Japan's top court on Friday recognized a transgender woman as the "father" of her 3-year-old daughter conceived using her frozen sperm and born to her female partner after legally transitioning, in the first such ruling.

Scrapping a high court ruling, the Supreme Court recognized the parent-child relationship of the woman in her 40s, who was assigned male at birth and underwent gender reassignment surgery in 2018, and her second daughter, born in 2020, using sperm preserved before her transition.

"If a child cannot seek recognition because of a gender change, he or she cannot receive support as a dependent or become an heir. This is clearly contrary to the child's welfare and interests," the ruling said.

The Tokyo High Court ruling in August 2022 said the trans woman can only be recognized as the parent to her first daughter born before the legal gender change, but not after, resulting in different parent-child relationship statuses for the daughters.

The decision came despite both children being confirmed as biological children of the woman and her partner through DNA tests.
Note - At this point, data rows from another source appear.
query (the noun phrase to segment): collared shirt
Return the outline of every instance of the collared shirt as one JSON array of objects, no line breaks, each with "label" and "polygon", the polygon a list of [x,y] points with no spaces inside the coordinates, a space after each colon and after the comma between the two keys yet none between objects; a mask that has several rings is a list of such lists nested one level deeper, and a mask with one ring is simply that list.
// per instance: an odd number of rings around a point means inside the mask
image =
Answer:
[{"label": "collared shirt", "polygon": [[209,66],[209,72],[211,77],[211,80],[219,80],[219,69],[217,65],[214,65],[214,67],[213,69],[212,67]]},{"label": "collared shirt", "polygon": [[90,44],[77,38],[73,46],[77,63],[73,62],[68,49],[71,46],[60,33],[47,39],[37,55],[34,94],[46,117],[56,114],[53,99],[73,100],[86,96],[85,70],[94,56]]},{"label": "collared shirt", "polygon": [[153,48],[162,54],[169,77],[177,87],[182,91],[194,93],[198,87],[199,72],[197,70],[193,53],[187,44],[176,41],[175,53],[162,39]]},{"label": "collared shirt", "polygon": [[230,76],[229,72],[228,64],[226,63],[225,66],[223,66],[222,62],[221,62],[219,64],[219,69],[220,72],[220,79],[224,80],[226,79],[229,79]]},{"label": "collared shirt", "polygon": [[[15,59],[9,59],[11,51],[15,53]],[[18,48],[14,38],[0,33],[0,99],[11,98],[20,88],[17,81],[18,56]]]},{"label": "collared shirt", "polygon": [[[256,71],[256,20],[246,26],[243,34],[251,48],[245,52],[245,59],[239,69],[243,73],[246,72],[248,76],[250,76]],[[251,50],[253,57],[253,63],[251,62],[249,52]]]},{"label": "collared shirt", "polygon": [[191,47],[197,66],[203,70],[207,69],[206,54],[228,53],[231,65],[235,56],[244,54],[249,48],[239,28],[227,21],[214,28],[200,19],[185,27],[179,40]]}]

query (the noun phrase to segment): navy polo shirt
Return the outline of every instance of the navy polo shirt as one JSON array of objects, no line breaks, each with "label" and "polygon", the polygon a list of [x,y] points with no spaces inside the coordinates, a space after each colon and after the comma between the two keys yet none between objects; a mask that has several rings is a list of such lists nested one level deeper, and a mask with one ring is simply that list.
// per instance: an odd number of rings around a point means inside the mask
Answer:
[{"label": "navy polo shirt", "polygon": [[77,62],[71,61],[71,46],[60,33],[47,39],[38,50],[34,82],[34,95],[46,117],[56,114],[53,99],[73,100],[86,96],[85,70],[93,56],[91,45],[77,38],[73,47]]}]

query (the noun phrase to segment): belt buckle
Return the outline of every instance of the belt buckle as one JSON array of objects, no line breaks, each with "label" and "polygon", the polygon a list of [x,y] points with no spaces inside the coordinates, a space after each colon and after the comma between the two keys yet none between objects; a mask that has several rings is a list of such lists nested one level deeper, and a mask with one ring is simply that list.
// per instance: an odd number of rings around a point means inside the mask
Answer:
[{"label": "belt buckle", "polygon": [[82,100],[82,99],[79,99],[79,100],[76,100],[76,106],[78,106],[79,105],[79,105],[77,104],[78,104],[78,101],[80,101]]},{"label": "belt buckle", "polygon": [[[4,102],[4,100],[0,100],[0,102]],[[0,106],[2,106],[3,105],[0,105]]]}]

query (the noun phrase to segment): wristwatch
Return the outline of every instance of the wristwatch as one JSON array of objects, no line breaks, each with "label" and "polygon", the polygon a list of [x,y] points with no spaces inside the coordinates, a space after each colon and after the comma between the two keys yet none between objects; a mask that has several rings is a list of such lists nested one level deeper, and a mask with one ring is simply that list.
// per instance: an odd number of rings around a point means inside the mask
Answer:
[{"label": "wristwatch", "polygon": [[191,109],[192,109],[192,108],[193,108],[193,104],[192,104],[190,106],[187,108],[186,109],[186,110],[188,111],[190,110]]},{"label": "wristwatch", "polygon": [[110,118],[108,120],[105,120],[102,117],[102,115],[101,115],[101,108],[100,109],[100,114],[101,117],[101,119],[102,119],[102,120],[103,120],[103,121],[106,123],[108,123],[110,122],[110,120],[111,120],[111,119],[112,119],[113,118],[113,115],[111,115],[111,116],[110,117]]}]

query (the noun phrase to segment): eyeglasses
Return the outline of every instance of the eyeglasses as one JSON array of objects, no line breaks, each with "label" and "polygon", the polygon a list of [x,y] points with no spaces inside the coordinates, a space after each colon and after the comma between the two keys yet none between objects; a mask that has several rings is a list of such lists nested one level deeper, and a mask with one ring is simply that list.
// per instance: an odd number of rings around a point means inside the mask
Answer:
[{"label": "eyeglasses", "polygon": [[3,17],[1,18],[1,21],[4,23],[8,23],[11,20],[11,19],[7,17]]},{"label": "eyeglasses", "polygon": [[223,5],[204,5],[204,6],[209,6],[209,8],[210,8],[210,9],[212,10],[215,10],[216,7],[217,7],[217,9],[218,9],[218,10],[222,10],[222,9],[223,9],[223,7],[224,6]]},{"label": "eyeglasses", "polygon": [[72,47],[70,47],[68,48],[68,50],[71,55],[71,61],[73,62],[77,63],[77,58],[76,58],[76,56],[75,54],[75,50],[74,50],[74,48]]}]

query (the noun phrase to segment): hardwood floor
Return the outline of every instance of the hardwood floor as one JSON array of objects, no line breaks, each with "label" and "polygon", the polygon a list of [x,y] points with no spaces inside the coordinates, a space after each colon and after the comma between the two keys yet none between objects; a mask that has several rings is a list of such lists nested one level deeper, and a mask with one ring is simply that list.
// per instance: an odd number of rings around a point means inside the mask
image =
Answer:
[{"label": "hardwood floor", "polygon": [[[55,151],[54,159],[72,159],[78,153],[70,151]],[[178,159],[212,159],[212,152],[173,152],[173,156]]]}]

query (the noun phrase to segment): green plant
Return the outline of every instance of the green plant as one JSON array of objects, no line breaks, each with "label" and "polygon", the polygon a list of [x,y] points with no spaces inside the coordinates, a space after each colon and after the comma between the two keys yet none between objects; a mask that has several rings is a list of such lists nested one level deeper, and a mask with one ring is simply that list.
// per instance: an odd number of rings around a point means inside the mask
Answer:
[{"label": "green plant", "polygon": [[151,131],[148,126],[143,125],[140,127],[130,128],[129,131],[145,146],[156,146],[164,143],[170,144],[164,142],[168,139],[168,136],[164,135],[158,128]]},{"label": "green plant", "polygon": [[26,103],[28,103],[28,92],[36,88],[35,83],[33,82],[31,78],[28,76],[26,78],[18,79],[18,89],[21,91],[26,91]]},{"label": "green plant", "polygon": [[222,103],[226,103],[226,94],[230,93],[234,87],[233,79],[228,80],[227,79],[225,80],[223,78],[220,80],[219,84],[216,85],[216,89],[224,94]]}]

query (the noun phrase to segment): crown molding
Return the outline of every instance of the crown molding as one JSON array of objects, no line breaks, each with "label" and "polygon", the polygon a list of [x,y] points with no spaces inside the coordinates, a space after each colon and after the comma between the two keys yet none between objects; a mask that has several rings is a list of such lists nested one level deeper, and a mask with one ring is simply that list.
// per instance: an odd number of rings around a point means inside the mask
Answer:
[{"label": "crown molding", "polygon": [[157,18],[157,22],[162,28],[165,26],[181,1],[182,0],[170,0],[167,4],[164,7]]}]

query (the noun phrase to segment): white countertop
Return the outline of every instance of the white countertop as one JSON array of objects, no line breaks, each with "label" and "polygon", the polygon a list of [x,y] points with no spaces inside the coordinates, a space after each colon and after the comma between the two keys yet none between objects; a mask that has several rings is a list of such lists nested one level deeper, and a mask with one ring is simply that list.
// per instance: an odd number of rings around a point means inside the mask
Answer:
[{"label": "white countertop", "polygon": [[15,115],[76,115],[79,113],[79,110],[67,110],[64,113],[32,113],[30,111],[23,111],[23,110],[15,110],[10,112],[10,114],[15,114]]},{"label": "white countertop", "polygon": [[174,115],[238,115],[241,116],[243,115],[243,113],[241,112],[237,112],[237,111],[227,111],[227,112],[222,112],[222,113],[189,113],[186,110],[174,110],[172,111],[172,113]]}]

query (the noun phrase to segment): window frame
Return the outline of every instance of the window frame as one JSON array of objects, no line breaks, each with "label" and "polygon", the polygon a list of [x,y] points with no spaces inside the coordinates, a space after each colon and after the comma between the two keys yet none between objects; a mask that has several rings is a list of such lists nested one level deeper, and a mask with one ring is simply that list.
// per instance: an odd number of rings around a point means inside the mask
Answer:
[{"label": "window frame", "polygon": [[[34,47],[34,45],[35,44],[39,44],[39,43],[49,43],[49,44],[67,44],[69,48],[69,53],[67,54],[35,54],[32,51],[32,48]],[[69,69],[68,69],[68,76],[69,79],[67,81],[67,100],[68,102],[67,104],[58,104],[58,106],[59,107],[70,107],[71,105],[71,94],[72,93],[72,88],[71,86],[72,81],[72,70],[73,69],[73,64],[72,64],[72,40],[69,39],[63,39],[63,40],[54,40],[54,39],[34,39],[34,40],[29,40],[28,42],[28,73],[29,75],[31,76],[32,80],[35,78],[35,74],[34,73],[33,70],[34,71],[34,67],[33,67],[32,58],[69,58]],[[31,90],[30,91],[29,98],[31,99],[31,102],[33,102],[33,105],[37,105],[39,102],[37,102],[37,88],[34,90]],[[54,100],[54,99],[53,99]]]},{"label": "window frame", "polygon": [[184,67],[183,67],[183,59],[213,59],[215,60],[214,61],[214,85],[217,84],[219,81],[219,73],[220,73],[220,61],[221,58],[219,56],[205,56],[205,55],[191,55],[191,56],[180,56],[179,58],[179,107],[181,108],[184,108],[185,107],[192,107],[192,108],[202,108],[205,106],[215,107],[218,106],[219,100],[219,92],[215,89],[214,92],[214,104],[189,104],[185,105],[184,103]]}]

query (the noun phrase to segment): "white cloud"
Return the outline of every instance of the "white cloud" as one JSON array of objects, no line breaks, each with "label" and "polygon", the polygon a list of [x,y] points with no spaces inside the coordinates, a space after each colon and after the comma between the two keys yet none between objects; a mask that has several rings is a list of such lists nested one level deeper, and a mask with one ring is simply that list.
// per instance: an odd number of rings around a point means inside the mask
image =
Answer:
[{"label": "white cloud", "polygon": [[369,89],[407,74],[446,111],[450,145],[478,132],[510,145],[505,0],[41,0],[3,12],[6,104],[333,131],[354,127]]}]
Lawyer Shun Nakaoka, who represented a 3-year-old girl in the parent-child relationship case before the Supreme Court, holds a press conference in Osaka with another lawyer on June 21, 2024. (Kyodo)

The woman applied for recognition as a parent of two daughters at a local government after switching from male to female in 2018 between the two births but was rejected.

The family then sought a legal remedy, filing a lawsuit with a Tokyo Family Court in 2021, but the court did not recognize the woman as a parent for both daughters.

Japan does not recognize same-sex marriage. The country's law on gender dysphoria requires surgery to remove a person's reproductive capabilities to register a gender change, but a top court decision in 2023 said that was unconstitutional.